For over 10,000 years, peasants have always saved, selected, exchanged and sold seeds, and used and reused them to produce food. This is essential to peasants' right to food, as well as to global food security and biodiversity.
But the protection of intellectual property rights over seeds at the World Trade Organization (WTO) and the International Union for the Protection of New Varieties of Plants (UPOV), and the promotion of commercial seed systems have posed serious challenges to the protection of these customary practices, and to the maintenance of peasant seed systems and agro-biodiversity. In Europe, the creation of seed catalogues exclude peasants’ seeds, which in many cases cannot be offered for sale, and peasant seed systems are not well protected.
To respond to these challenges, the United Nations (UN) Human Rights Council notably adopted a UN declaration on the rights of peasants and other people working in rural areas (UN Declaration), in which the right to seeds is recognized.
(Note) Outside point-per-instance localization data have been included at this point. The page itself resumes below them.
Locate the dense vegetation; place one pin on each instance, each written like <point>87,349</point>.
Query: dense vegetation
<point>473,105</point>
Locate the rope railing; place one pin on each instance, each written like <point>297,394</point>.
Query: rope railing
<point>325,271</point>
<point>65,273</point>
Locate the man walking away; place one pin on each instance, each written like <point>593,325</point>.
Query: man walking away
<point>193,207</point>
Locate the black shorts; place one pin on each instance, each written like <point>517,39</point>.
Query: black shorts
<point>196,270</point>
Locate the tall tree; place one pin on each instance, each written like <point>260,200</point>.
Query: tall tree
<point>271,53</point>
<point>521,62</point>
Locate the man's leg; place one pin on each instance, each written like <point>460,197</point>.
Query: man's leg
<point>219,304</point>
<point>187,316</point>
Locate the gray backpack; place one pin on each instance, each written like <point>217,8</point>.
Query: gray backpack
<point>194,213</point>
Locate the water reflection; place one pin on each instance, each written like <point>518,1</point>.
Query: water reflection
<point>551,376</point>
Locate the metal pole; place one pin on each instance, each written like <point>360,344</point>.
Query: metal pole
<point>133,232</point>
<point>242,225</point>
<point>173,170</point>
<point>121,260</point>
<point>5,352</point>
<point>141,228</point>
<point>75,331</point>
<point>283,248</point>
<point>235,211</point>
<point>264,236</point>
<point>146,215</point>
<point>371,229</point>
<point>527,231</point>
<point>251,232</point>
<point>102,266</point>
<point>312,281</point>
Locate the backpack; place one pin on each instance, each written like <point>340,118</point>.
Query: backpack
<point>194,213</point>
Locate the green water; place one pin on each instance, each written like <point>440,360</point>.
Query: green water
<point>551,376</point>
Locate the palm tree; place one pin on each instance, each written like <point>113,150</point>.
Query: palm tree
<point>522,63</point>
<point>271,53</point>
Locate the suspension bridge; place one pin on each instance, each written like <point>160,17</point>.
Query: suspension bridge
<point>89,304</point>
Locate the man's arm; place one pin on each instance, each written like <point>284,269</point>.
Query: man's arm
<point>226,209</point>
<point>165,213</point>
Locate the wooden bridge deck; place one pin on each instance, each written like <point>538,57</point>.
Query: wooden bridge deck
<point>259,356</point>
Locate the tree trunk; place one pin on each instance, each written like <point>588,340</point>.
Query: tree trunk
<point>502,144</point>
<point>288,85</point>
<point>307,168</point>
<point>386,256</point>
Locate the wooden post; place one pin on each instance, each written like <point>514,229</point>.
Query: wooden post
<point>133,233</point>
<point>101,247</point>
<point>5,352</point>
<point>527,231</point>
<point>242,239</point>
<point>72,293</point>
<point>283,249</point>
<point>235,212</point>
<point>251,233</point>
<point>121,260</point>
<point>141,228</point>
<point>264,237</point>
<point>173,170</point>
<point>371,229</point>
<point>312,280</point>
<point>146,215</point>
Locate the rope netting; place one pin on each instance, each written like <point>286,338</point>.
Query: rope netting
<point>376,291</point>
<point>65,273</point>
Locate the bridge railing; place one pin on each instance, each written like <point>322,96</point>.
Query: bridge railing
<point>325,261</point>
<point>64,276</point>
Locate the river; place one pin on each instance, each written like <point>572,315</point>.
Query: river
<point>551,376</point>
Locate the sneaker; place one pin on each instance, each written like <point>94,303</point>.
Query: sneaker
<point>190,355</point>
The Geneva Academy supported, via dedicated research, the preparatory work that led to the negotiation of a UN Declaration (2008-2012) and the negotiation itself (2013-2018).
This project aims at raising awareness among European seed networks and peasant organizations on the importance of the UN Declaration.
The project will notably identify, via the publication of a guide and expert workshops, the main opportunities and obstacles to protect the right to seeds in Europe. It will also discuss how to promote changes in European laws, policies and trade agreements to ensure that they do not infringe, but facilitate the realization of peasants’ right to seeds.
This project received a grant from the Fondation Salvia.